Additionally, there is a need to challenge police departments for diversity increase amongst law enforcement officers. There is also a need for acknowledging group and individual differences by the Law enforcement agencies, with this being achieved through diversity and multiculturalism training.

On the other hand, procedural justice puts focus on the interaction of police and other legal authorities with the public. Further, it focuses on how the characteristics of the fore mentioned interaction shape how the public views the police, their adherence to the law, and actual crime rates (Cole et al. 2018). In achieving the success of the criminal justice system, procedural justice is principled on the treatment of the public with dignity and respect, neutrality in decision making, giving the public ‘voice’ during encounters, and the conveyance of trustworthy motives. As a result, the trust of the community in the police is enhanced, the community takes the obligation of obeying the law, and sharing of interest and values amongst the police and the community hence goodwill develops between both parties.

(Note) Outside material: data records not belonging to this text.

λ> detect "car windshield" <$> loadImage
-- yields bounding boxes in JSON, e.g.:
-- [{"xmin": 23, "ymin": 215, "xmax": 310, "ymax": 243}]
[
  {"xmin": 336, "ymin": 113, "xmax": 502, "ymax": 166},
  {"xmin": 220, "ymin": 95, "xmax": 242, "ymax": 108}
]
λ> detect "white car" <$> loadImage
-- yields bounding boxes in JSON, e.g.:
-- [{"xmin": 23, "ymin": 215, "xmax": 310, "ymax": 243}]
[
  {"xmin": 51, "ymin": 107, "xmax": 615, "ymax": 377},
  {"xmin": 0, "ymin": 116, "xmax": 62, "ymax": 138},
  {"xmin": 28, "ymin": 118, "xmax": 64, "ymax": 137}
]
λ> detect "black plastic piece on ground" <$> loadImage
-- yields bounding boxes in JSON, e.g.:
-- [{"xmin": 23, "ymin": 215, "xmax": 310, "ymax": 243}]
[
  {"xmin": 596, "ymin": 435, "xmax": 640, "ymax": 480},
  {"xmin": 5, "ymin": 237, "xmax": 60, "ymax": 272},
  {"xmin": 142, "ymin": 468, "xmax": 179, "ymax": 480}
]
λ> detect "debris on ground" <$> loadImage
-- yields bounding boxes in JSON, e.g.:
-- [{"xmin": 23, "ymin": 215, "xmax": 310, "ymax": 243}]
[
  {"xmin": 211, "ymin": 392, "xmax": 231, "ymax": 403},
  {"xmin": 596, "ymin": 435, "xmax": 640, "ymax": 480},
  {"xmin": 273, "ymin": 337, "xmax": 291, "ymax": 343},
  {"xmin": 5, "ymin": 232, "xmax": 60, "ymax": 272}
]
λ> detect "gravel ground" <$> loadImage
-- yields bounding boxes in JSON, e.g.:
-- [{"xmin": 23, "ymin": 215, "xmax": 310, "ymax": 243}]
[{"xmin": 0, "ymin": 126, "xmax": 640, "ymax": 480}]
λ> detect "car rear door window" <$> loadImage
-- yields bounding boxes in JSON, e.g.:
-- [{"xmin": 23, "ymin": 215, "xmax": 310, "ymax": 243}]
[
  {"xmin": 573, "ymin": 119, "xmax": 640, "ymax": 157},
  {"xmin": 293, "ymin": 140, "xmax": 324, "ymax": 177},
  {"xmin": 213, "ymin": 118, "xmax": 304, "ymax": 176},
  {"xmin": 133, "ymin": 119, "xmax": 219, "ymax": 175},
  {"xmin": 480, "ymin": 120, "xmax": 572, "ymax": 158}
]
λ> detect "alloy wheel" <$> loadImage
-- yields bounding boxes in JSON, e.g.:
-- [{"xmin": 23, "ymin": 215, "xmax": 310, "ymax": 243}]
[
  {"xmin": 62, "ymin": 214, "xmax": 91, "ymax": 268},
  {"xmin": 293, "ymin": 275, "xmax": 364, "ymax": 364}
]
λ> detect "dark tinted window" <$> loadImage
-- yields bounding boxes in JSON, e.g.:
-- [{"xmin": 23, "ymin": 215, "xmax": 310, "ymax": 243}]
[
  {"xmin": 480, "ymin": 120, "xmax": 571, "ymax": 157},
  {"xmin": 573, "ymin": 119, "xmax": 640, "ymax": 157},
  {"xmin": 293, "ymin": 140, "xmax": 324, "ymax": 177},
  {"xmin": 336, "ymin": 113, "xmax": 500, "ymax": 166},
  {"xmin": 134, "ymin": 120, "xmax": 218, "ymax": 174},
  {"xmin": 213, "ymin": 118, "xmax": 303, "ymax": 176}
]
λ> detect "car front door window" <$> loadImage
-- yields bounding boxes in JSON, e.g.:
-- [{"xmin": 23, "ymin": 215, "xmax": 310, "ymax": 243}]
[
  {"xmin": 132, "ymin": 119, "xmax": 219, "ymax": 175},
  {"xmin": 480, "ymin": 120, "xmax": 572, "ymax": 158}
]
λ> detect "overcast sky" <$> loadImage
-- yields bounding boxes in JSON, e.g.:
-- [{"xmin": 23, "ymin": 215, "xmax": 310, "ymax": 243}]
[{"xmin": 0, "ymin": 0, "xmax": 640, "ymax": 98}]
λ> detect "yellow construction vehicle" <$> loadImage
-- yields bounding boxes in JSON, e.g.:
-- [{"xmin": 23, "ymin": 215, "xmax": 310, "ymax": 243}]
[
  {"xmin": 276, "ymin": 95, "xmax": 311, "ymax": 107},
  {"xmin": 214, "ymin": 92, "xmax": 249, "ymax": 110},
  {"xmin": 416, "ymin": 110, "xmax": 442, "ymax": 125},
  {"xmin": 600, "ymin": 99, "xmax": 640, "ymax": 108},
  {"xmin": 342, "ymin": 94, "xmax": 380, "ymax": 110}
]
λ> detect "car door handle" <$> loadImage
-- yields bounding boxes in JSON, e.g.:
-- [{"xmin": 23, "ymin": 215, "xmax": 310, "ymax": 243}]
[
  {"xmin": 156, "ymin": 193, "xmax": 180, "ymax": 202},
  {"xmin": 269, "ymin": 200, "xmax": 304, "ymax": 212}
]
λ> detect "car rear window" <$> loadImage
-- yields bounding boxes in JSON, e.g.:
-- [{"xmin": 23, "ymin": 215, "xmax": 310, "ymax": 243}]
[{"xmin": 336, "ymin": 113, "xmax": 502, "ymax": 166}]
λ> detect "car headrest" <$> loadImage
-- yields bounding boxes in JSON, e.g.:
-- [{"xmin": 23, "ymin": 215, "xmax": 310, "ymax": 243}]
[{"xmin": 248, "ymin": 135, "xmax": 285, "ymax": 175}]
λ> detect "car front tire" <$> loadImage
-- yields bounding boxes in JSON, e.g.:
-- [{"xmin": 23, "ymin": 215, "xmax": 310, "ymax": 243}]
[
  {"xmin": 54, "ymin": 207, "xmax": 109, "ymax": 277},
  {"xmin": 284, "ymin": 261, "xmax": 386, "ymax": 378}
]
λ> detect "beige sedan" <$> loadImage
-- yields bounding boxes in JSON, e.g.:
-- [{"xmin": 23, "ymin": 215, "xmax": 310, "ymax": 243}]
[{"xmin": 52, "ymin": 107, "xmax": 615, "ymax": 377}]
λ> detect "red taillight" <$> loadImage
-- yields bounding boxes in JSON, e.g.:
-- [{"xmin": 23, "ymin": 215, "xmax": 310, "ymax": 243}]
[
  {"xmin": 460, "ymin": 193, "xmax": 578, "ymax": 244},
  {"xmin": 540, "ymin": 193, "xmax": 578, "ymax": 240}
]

As a result, the police and the community both interact to combat crimes due to the enhanced corporation. This shares equality in the treatment of the public rather than being treated as capricious justice system subjects (Worrall, 2014). The public build their trust in the criminal justice system hence the achievement of success within the system.

In conclusion, training provides an essential element for the future of the criminal justice system since training is provided on implicit bias and its impact. Further, procedural justice enhances equity hence fostering the interaction of the police and the community.

References
  • Cole, G. F., Smith, C. E., & DeJong, C. (2018). The American system of criminal justice. Cengage Learning.
  • Worrall, A. (2014). Punishment in the community: The future of criminal justice. Routledge.
  • Bohm, R. M., & Haley, K. N. (2017). Introduction to criminal justice. McGraw-Hill Education.
  • Jonathan-Zamir, T., Mastrofski, S. D., & Moyal, S. (2015). Measuring procedural justice in police-citizen encounters. Justice Quarterly, 32(5), 845-871.